Bugüne kadar gerçekleştirilen tüm kongrelere de katılım sağlayan Kongre Onursal Başkanı, Üsküdar Üniversitesi Kurucu Rektörü Prof. Dr. Nevzat Tarhan "Spinoza'nın Yanılgısı, Evrimin Evrimi" başlıklı açılış konuşmasında, “Burada birçok konularda ezber bozucu konular konuşulacak, tartışmalar olacak. Ezber bozucu fikirler ortaya çıkacak.” dedi.
Maslow'un ihtiyaçlar piramidine atıfta bulunan Prof. Dr.

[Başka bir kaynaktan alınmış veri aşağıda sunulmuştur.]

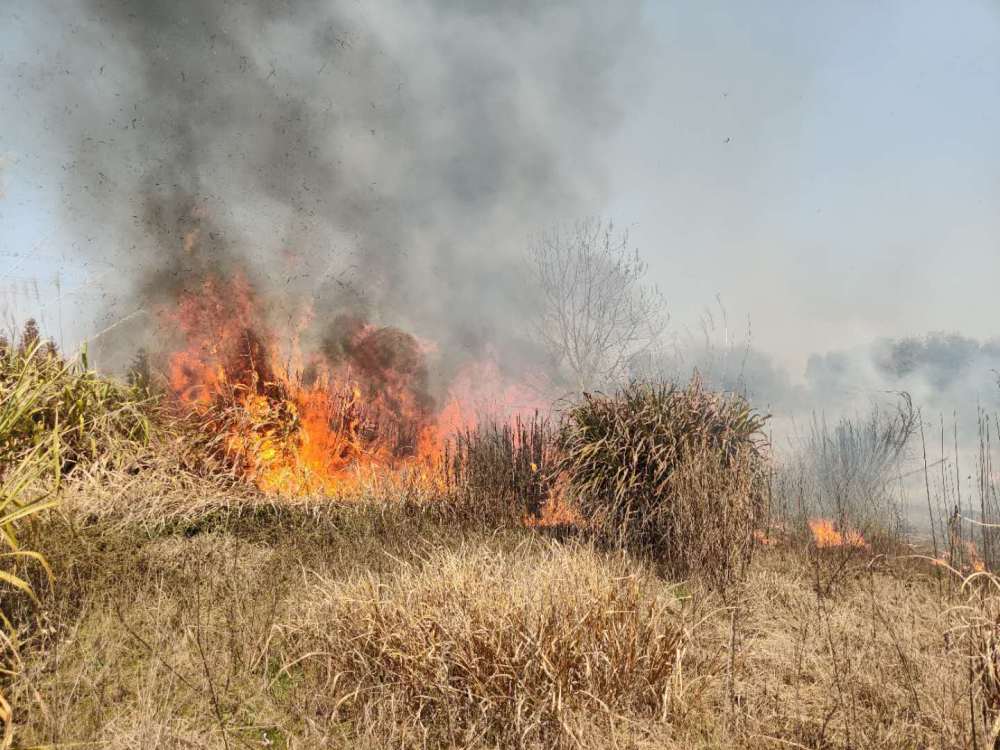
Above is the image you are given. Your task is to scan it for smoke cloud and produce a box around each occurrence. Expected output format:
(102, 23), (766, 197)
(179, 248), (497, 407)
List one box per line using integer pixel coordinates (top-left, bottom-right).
(11, 0), (642, 378)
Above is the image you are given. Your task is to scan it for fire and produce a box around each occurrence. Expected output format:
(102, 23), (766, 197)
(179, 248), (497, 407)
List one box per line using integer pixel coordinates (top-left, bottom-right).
(809, 518), (868, 548)
(158, 268), (544, 495)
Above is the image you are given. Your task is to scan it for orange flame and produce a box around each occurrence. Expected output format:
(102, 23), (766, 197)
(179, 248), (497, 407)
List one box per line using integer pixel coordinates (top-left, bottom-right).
(159, 268), (548, 495)
(809, 518), (868, 548)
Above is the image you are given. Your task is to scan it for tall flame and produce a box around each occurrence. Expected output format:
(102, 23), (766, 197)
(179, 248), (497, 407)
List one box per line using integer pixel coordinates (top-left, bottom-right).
(159, 274), (544, 495)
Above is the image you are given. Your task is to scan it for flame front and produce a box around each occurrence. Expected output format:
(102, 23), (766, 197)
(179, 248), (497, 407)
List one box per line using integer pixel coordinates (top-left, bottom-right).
(158, 274), (544, 496)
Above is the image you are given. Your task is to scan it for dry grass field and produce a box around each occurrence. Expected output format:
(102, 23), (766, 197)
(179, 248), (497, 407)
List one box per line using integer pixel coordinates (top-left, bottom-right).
(0, 332), (1000, 750)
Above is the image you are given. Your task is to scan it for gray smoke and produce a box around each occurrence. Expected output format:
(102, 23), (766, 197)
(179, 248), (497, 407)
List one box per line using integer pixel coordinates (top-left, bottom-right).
(5, 0), (642, 378)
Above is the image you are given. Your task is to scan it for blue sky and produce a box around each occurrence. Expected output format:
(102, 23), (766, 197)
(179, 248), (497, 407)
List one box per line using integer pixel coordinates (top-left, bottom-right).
(0, 0), (1000, 372)
(611, 0), (1000, 369)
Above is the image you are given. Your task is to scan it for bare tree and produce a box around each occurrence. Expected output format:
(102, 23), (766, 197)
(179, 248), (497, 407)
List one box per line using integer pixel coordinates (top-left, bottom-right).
(529, 220), (667, 390)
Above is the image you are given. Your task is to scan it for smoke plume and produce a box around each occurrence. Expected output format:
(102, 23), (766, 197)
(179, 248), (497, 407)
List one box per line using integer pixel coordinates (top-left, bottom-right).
(14, 0), (641, 382)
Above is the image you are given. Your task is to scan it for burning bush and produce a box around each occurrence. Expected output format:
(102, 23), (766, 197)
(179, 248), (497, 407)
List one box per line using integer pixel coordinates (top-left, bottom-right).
(559, 377), (766, 584)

Nevzat Tarhan, “Bu piramidin en tepesinde kendini gerçekleştirme, kendini aşma, başkaları için çalışma var. İnsan sadece kendisini düşünen bir varlık değil. Diğer insanları da düşünüyor. İnsanın manevi ihtiyaçları da var. Onları da düşünüyor. Bu konu geçmişte hep ihmal edilmişti.” diye konuştu.
“Tevhit olursa ancak evrendeki yaradılış yerli yerine oturuyor”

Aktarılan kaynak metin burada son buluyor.